# Latent Semantic Indexing

---
**Author**: Marko Bajec

**Last update**: 4.5.2019

**Description**: in this example we show how to use **Singular Value Decomposition (SVD)** to transform terms and documents of a document corpus to a *k-concept space* and use the transformed vector space for Information Retrieval.  
**Required libraries** (use pip3):
* <code>numpy</code>
* <code>scipy</code>
* <code>sklearn</code>
* <code>lemmagen</code>
* <code>nltk</code>
* <code>matplotlib</code>

---
## Document corpus
Let's say we have the following 5 sentences representing the **document corpus**:
* d<sub>1</sub>: *Romeo and Juliet.*
* d<sub>2</sub>: *Juliet: O happy dagger!*
* d<sub>3</sub>: *Romeo died by dagger.*
* d<sub>4</sub>: *"Live free or die”, that’s the New-Hampshire’s motto.*
* d<sub>5</sub>: *Did you know, New-Hampshire is in New-England.*

**Question**: How close (relevant) are the above sentences to the following query: $q=$<span style="color:blue">*died, dagger*</span>?

Remember that we used the same corpus for the exercise on the *Vector Space Models*. There the best matching documents for our query were $d_3$ and $d_2$. The document $d_1$ was however ranked very low despite the fact that in the play *Romeo and Juliet*, written by William Shakespeare, both Romeo and Juliet die by dagger. The problem is that $d_1$ doesn't involve any of the query words. We expect that by using **LSI** and **SVD**, documents including any of these words will come closer based on the fact that they often cooccur together. This should then result in getting the document $d_1$ closer to our query.


## Python implementation
In the Python program below we use <code>scipy</code> implementation of SVD to decompose our matrix to $A=U \Sigma V^T$. Since our term-document matrix is small, i.e. $6 \times 11$, we could have operated with the whole matrix (ignoring that in this way we would not get rid off any noise). Instead, we will use two dimensions only (i.e. $k=2$) just to demonstrate a complete SVD procedure including *reduction* of matrix dimensions. 

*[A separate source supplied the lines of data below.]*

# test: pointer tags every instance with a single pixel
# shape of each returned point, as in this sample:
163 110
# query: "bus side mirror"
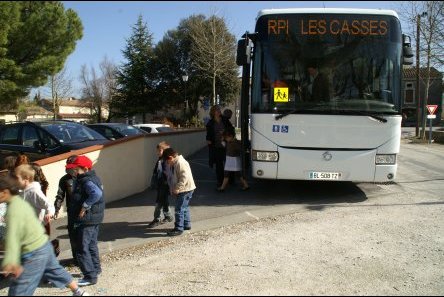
407 52
243 56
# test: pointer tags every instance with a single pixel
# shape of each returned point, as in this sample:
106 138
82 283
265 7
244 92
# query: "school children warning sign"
280 95
432 108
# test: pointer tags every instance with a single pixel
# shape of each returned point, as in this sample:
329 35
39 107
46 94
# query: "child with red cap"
87 207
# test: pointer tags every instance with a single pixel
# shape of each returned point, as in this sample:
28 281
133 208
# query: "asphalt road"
420 173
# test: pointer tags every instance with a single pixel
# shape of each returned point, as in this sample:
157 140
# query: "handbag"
154 185
56 245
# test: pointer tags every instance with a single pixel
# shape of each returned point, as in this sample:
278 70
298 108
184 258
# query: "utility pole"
419 114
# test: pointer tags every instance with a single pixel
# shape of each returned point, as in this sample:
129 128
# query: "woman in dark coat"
215 127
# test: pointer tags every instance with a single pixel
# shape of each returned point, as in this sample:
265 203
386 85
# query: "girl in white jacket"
34 194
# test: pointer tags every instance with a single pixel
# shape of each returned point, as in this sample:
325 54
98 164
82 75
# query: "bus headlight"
385 159
264 156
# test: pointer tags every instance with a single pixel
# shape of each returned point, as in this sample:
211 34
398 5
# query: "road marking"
253 216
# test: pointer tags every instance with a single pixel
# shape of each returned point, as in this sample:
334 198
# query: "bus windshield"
327 64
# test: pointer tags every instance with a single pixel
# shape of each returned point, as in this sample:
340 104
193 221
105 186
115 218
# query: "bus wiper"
373 116
282 115
308 108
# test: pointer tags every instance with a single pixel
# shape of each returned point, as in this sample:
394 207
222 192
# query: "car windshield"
164 129
127 130
70 132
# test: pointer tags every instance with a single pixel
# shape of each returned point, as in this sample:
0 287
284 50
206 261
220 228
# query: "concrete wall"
125 165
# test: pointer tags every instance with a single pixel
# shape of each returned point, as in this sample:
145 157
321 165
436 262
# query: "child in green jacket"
29 255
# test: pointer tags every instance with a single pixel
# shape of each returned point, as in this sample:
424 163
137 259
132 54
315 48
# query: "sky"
108 24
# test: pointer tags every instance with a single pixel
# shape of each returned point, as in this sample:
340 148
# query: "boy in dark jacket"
65 191
163 190
87 207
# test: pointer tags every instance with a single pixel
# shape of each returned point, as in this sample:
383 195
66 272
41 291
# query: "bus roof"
326 11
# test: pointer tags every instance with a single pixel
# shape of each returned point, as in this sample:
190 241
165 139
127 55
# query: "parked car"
114 131
154 128
42 139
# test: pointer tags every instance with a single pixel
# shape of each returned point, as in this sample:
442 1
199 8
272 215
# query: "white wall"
124 166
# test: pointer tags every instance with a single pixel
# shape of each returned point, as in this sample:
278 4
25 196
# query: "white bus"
324 98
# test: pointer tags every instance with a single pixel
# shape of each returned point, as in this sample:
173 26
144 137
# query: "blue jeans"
182 210
37 264
88 251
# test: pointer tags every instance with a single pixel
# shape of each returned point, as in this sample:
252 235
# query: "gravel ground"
389 248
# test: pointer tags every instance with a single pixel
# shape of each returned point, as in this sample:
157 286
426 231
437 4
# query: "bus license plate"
325 175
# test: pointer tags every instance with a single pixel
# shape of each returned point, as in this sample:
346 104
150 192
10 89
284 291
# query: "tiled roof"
68 102
74 115
410 73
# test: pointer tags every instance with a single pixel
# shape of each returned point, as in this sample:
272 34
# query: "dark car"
42 139
115 131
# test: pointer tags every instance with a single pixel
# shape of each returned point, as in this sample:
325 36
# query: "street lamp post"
418 103
185 79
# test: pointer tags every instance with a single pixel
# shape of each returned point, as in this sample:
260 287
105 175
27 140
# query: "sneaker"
84 282
167 220
154 223
174 232
80 292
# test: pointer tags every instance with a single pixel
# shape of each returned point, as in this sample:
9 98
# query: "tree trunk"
214 88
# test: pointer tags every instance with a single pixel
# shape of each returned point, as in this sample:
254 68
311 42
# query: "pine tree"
136 78
35 40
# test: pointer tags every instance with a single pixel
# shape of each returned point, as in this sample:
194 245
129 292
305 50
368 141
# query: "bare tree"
59 86
213 48
98 88
431 35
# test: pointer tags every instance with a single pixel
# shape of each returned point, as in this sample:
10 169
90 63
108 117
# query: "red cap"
80 161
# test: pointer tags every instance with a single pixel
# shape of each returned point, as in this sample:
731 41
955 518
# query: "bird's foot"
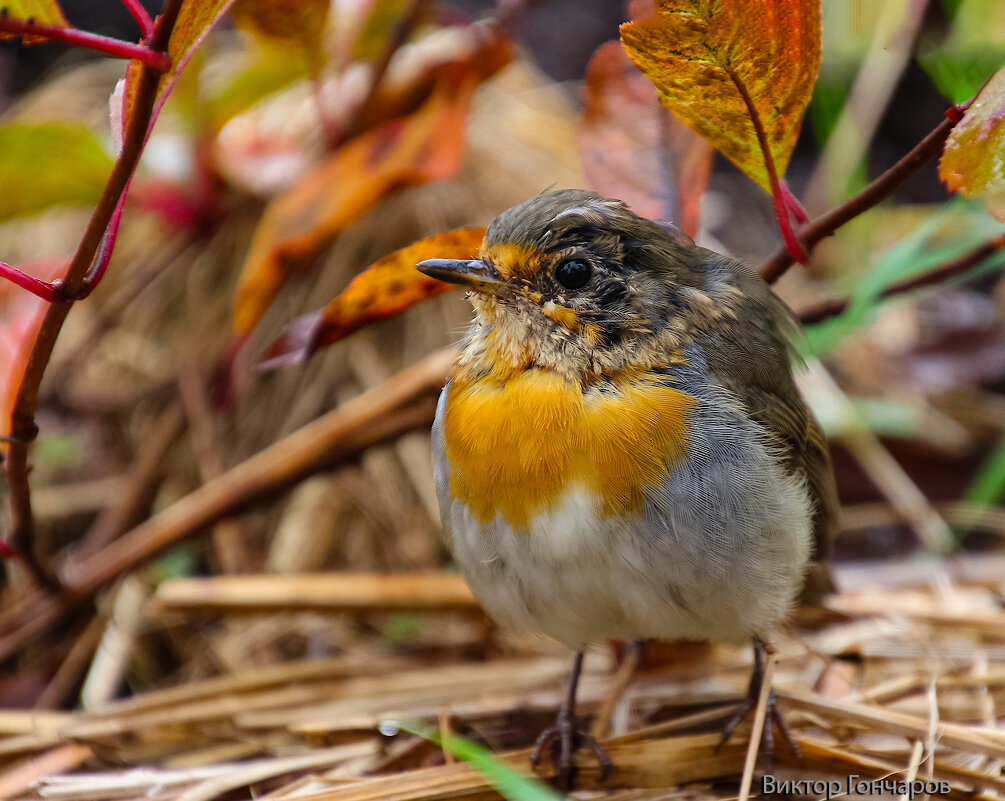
565 738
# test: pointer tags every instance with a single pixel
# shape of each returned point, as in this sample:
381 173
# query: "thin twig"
881 188
22 418
958 266
760 722
156 58
36 286
402 404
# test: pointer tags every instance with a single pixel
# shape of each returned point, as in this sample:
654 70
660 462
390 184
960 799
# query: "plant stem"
37 287
792 243
135 7
950 269
881 188
156 58
22 416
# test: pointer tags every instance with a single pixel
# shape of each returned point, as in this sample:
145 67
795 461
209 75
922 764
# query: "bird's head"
576 282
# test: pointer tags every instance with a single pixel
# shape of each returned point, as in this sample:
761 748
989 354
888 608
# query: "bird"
620 451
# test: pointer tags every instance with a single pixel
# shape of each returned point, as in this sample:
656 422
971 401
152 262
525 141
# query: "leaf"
298 22
386 287
424 147
633 149
507 781
43 12
21 316
195 20
949 233
729 68
973 162
49 164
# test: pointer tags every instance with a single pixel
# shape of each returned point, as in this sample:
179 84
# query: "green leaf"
949 233
507 782
254 82
49 164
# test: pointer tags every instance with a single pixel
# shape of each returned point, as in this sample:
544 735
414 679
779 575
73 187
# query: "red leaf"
424 147
386 287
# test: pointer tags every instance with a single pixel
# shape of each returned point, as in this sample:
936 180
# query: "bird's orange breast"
514 446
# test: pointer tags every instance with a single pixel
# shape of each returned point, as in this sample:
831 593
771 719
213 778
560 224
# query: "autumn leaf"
633 149
425 146
21 316
195 20
49 164
297 22
740 72
42 12
973 162
386 287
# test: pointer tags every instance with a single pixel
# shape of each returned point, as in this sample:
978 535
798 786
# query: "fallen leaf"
297 22
423 147
386 287
43 12
740 72
973 162
631 148
49 164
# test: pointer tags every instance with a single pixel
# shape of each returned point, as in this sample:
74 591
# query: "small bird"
620 451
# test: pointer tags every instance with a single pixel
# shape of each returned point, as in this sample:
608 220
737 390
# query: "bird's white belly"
581 579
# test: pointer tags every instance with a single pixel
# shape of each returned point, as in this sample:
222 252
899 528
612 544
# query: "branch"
36 286
778 196
142 17
951 269
881 188
403 403
156 58
73 285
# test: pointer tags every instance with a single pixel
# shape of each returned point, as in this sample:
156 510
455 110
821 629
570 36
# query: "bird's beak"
474 274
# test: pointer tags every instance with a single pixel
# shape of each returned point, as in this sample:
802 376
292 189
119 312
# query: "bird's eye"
573 272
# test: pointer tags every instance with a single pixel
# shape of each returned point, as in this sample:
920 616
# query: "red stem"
20 425
957 266
104 255
36 286
155 59
877 191
793 205
792 243
135 7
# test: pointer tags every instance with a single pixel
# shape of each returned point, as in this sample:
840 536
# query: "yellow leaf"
973 162
740 72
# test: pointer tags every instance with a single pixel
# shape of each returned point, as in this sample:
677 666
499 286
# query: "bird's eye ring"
573 273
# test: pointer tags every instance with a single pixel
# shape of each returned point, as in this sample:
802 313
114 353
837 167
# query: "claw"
773 714
566 737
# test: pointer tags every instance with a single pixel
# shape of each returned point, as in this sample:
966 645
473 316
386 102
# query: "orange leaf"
426 146
386 287
42 12
740 72
973 161
302 22
633 149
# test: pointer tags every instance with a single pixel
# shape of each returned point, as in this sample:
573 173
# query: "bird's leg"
565 738
772 716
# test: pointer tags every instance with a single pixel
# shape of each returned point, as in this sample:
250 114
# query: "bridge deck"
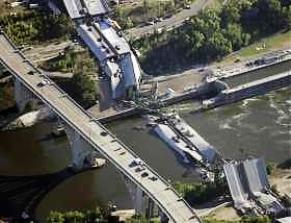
93 132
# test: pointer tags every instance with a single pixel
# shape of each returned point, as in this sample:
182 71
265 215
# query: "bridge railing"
169 186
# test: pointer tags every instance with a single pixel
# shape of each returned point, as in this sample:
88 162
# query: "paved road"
174 21
95 134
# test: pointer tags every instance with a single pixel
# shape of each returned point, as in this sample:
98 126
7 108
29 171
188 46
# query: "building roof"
74 8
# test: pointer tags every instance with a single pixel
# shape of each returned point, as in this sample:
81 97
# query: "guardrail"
75 127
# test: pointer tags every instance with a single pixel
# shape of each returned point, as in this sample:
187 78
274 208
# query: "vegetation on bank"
134 14
35 26
83 87
214 33
100 215
245 219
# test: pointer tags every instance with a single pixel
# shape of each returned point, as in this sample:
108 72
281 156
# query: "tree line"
214 33
34 26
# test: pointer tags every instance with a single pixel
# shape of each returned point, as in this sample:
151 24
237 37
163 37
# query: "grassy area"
272 43
82 87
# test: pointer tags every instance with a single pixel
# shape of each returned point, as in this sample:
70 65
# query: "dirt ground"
225 213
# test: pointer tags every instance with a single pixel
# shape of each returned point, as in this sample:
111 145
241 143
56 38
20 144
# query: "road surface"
174 21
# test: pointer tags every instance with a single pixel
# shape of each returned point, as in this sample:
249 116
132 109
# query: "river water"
260 126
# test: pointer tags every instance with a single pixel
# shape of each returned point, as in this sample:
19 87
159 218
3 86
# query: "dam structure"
246 90
104 38
88 138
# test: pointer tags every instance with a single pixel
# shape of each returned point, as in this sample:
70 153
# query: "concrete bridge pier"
143 204
22 95
83 154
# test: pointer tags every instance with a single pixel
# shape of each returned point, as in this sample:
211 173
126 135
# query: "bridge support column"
143 204
83 155
22 95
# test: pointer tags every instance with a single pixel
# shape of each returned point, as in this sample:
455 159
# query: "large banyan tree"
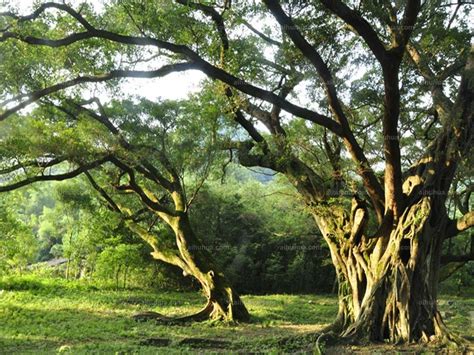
147 161
366 107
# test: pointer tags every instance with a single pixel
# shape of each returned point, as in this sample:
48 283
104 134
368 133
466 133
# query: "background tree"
385 240
141 154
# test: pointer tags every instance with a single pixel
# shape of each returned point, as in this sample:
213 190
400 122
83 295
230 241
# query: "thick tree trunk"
224 302
194 258
388 285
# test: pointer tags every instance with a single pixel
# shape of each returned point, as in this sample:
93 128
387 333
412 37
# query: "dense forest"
244 148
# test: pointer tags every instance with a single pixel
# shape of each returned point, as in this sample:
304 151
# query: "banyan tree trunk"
388 284
195 259
224 302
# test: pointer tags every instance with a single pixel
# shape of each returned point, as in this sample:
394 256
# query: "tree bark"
194 258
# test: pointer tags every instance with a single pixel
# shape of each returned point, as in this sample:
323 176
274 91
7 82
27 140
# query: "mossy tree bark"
191 256
388 279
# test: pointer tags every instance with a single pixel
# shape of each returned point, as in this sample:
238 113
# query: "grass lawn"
50 316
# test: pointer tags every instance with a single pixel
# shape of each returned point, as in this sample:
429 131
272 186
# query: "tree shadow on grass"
27 328
292 309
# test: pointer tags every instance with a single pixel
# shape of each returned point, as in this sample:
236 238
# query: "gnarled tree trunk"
194 258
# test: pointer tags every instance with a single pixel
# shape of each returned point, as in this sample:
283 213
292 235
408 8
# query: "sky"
172 87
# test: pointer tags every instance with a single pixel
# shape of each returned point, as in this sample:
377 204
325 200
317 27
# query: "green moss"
56 316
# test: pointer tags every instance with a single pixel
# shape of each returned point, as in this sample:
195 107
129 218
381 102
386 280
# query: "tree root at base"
202 315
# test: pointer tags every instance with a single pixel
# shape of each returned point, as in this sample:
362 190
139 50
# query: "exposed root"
202 315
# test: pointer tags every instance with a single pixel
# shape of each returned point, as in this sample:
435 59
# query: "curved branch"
459 225
203 65
114 74
363 28
56 177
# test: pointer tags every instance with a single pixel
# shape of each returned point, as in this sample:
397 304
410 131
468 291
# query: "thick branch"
461 224
56 177
114 74
363 28
206 67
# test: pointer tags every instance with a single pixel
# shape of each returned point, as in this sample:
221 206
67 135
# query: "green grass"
49 316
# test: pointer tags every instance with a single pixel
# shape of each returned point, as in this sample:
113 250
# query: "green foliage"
18 246
261 235
42 315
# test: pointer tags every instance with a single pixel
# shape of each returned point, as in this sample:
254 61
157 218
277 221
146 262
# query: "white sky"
172 87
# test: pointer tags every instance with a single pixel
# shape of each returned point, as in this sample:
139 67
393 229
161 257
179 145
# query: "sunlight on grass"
62 317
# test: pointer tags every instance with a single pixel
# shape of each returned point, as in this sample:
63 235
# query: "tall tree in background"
373 98
137 159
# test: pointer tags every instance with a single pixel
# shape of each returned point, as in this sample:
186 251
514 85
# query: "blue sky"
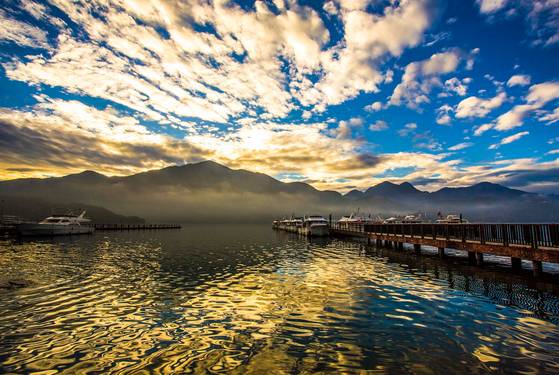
341 94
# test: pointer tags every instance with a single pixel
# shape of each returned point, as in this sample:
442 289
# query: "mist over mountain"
210 192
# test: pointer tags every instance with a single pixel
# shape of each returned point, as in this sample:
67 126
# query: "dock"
533 242
136 226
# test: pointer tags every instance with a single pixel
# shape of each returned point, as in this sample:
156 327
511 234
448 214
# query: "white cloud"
378 126
461 146
421 76
455 85
491 6
477 107
408 129
374 107
443 115
509 139
482 129
345 128
21 33
518 80
538 96
551 118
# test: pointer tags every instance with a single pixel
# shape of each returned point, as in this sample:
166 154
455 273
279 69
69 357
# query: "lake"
247 299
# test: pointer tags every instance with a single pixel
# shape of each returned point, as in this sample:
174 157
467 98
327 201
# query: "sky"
341 94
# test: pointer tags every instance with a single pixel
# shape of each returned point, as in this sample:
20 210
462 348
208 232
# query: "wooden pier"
534 242
136 226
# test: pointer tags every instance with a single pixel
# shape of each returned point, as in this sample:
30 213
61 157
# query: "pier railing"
531 235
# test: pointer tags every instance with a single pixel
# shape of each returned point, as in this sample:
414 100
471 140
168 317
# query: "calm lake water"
246 299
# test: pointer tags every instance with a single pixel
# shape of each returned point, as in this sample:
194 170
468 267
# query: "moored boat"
452 219
315 226
57 225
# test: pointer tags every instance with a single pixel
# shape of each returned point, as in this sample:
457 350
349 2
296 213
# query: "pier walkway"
535 242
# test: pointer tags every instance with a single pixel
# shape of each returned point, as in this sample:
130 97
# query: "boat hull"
315 231
53 229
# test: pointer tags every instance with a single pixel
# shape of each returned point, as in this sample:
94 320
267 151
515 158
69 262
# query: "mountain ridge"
208 191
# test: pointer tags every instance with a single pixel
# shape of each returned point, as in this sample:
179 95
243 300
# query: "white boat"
408 219
57 225
392 220
315 226
352 219
452 219
412 219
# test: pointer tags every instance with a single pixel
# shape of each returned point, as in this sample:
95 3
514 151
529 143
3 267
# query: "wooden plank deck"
535 242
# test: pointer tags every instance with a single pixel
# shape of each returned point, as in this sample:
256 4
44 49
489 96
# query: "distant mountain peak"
390 187
86 175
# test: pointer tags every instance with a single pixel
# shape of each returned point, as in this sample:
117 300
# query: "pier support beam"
516 263
479 259
537 265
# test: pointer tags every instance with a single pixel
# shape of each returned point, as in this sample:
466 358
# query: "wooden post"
516 263
537 268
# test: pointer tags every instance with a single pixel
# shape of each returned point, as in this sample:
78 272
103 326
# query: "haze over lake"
255 300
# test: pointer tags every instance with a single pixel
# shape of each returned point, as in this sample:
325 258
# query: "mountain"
210 192
199 192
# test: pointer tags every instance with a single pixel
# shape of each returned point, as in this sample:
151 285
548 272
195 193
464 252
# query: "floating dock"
534 242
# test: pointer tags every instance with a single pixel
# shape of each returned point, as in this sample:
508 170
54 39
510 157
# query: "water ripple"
252 300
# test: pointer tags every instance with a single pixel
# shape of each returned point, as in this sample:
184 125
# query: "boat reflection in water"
253 300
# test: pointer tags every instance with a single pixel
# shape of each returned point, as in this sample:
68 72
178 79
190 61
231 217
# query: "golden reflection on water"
136 304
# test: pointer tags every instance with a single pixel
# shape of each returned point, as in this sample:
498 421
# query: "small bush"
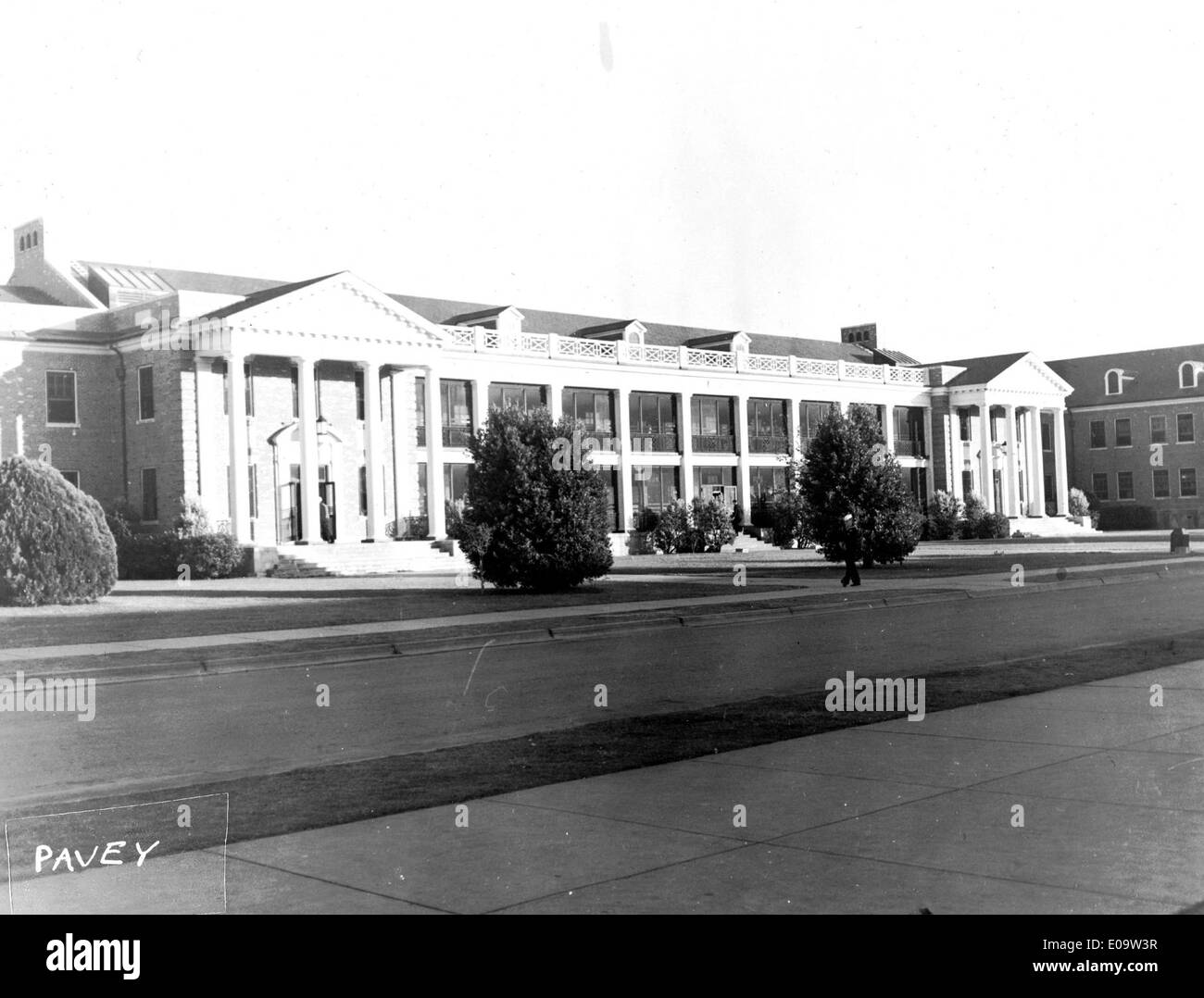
711 525
789 519
673 530
55 543
994 526
1079 504
972 517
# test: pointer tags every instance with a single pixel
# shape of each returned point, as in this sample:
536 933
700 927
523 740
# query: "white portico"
1004 432
337 320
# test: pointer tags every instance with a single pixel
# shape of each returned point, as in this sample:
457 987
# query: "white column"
686 442
986 485
1035 465
307 432
743 444
480 404
793 442
236 407
555 400
930 453
1010 465
622 429
436 519
401 428
1060 483
373 441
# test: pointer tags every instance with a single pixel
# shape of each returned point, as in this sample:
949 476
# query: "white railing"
769 364
666 356
710 360
815 368
597 349
550 345
863 372
533 343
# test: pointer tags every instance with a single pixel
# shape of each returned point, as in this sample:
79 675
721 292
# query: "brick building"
144 384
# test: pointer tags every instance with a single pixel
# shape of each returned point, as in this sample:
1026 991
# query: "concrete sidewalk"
873 589
887 817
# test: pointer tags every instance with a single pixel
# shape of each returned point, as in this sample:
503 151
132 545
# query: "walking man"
850 547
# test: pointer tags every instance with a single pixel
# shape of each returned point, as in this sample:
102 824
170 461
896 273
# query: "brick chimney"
862 336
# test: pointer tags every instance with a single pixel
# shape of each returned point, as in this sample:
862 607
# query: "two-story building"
144 384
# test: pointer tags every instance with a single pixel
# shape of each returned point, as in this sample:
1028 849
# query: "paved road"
176 730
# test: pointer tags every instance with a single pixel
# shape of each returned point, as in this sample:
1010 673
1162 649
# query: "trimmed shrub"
1079 504
711 525
55 543
1126 517
994 526
944 512
207 555
548 520
673 531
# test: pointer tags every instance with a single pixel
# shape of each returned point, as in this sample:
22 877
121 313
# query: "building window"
456 484
767 426
1186 428
963 419
526 397
149 495
810 416
1160 483
653 488
60 399
145 393
1123 432
591 412
711 424
1124 484
714 483
248 388
456 399
653 421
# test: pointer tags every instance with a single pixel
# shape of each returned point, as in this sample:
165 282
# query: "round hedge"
55 543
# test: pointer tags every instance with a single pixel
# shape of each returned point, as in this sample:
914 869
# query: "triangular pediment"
338 306
1030 376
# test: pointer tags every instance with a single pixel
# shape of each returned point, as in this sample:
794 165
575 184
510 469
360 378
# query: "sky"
973 179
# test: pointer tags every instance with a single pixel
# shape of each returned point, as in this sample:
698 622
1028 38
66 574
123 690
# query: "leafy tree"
55 543
540 521
849 469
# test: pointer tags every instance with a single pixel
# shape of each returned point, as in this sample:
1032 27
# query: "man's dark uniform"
850 544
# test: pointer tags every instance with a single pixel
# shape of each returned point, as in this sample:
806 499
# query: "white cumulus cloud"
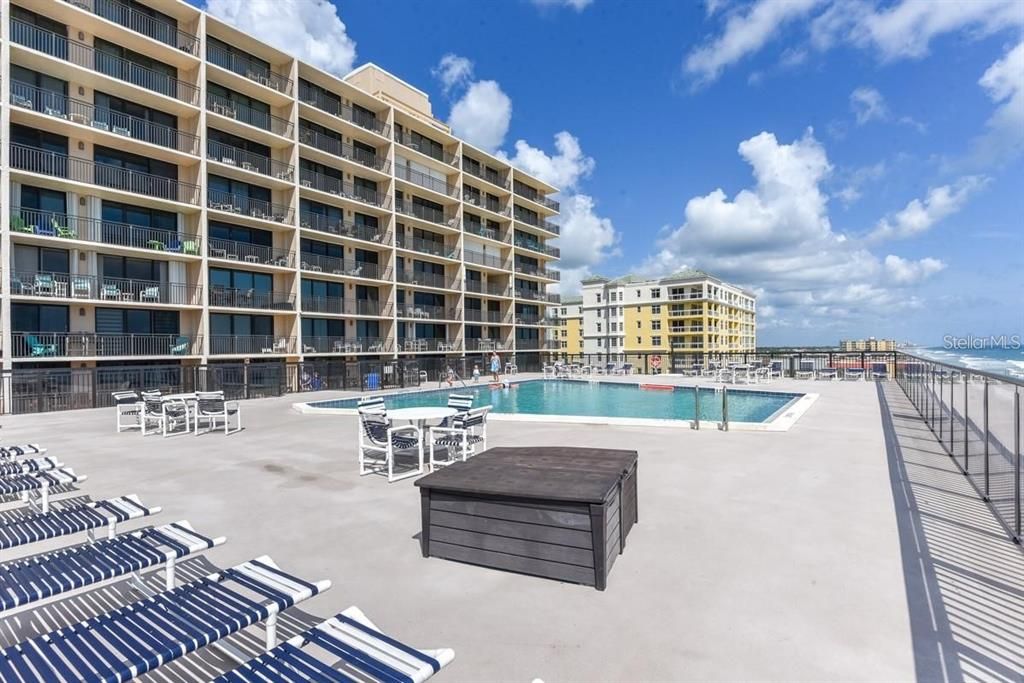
310 30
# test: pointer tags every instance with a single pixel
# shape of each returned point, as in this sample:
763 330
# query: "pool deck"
846 548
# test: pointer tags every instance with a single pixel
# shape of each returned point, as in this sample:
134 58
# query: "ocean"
1008 361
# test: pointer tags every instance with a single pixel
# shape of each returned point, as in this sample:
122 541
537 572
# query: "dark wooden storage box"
555 512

To compare the query and documents in the *k-concept space model*, we will use **Cosine distance** implemented in <code>sklearn</code>. The same library will also be used to form the **tf matrix**.   

### Step 1: preprocess Corpus
In this step we import the required libraries, define two supporting functions (one for preprocessing text and the other for reducing the size of a two-dimensional matrix - we will need both functions later) and perform text processing on the corpus. More specifically, we remove *punctuation* and *stopwords*, put all in *lowercase* and *lemmatize*. At the end we print out the Corpus vocabulary.  

In [None]:
import numpy as np
import string
from scipy.linalg import svd
from sklearn.metrics.pairwise import cosine_similarity
from sklearn.feature_extraction.text import CountVectorizer
import lemmagen.lemmatizer
from lemmagen.lemmatizer import Lemmatizer
from nltk.corpus import stopwords
import matplotlib.pyplot as plt

# set figure size for plots [width, height]
plt.rcParams['figure.figsize'] = [12, 12]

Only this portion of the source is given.